- McCarthy Building on the southwest corner of Block 37.
- Interactive map of the McCarthy Building area

General information
- Location: 32 West Washington Street Chicago, Illinois United States
- Completed: 1872
- Demolished: 1989

Technical details
- Floor count: 5

Design and construction
- Architect: John M. Van Osdel
- McCarthy Building
- Formerly listed on the U.S. National Register of Historic Places
- NRHP reference No.: 76000698

Significant dates
- Added to NRHP: June 16, 1976
- Removed from NRHP: December 8, 1995

= McCarthy Building (Chicago) =

Building in Chicago

McCarthy Building was a five-story Chicago Landmark building in the Loop community area of Chicago, Illinois. Located in the southwest corner of the block on the northeast corner of North Dearborn Street and West Washington Street, the John M. Van Osdel designed building had been erected in 1872, but was demolished in 1989 during the clearing of what is known as Chicago's Block 37. In order to make way for Chicago Mayor Richard M. Daley's redevelopment, the Chicago City Council had to revoke the privately owned building's landmark status in 1987.

==Property history==
The McCarthy building was on a piece of land owned by the McCarthy family for 100 years.

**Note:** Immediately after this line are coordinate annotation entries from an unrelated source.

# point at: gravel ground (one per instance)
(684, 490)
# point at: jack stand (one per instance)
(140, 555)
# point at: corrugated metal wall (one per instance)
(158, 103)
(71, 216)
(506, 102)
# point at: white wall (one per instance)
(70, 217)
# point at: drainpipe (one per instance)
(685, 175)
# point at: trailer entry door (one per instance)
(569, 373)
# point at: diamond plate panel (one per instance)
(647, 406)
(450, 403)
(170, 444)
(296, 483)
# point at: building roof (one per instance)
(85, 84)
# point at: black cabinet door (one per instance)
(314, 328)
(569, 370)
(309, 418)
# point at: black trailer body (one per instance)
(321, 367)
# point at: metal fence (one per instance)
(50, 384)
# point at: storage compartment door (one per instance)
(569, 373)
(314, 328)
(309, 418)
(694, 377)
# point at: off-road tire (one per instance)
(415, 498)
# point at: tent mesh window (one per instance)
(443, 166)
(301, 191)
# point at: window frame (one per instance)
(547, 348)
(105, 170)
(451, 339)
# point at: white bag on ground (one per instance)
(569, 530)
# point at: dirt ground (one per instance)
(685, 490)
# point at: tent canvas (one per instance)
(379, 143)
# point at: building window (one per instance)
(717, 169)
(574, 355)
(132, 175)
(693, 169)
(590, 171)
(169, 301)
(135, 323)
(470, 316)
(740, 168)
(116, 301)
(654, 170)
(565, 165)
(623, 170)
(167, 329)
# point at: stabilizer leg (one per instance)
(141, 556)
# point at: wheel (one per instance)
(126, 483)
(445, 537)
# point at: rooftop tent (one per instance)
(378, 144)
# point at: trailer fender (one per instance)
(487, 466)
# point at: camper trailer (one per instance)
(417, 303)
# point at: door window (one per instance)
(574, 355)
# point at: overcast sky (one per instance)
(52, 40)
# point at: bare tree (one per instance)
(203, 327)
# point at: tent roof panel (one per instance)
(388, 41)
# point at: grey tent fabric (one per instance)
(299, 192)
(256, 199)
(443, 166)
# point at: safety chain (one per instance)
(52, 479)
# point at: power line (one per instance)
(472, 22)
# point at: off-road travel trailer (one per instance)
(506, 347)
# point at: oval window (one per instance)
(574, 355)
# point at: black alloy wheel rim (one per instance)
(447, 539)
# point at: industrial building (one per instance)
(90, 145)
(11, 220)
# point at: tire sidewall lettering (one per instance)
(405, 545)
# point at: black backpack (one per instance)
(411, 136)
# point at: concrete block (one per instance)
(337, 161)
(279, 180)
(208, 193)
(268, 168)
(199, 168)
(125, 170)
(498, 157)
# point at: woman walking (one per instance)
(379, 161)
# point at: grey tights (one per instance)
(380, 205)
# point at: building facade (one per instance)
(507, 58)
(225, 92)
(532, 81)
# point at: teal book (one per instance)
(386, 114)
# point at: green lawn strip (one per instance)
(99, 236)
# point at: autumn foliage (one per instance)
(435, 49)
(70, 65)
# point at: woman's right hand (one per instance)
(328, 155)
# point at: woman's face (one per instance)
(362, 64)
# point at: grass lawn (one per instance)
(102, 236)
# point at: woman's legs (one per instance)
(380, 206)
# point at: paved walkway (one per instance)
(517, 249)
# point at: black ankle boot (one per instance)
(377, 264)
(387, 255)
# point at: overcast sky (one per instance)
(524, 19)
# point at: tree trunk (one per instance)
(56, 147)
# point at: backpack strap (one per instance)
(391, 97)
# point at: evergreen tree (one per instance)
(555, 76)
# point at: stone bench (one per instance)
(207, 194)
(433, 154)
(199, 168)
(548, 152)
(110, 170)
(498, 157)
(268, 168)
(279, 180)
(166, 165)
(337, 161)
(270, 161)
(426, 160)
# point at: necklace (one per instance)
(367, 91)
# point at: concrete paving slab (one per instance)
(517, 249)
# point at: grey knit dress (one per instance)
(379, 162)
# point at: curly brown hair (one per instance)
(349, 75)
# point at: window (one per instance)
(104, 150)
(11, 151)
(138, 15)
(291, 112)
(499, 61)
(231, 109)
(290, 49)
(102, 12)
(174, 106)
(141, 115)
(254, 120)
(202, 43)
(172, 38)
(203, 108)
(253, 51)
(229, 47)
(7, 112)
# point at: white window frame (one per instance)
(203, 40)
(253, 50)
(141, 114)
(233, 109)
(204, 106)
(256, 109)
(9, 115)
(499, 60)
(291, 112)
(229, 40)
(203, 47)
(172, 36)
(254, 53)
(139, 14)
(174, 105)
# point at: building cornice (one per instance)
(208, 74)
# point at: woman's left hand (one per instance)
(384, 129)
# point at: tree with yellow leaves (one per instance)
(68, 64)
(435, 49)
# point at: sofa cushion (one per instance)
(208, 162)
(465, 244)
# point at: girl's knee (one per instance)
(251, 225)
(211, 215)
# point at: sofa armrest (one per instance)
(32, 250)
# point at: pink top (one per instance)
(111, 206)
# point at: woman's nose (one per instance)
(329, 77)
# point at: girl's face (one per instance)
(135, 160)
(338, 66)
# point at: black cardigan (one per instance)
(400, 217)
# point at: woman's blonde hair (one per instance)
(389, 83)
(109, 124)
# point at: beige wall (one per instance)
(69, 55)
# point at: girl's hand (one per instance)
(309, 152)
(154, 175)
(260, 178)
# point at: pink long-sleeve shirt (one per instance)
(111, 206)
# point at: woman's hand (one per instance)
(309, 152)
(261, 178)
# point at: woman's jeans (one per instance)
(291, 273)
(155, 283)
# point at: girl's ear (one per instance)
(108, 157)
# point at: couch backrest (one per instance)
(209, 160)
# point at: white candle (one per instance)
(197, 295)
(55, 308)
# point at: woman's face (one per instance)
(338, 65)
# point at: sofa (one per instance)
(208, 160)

It was bought by John Patrick McCarthy on May 1, 1847, and he built a home there for his family, which included six children. After the home burned in the Chicago fire of 1871, Mrs. McCarthy built a new home on a triangular tract of land farther south in Chicago, at Cottage Grove Ave. & 35th St., where Vincennes starts. Replacing the burned home was the five-story McCarthy building, which had a fireplace in every room. It had no elevator, but also no mortgage during the time the McCarthys owned it. From 1901 until at least 1947, the building was under lease to the Washington Shirt Co., which sublet the upper floors and two other street-level shops. The building was bought by a syndicate in 1946 for $550,000, the highest per-square-foot price—$180.92—in the neighborhood at that time.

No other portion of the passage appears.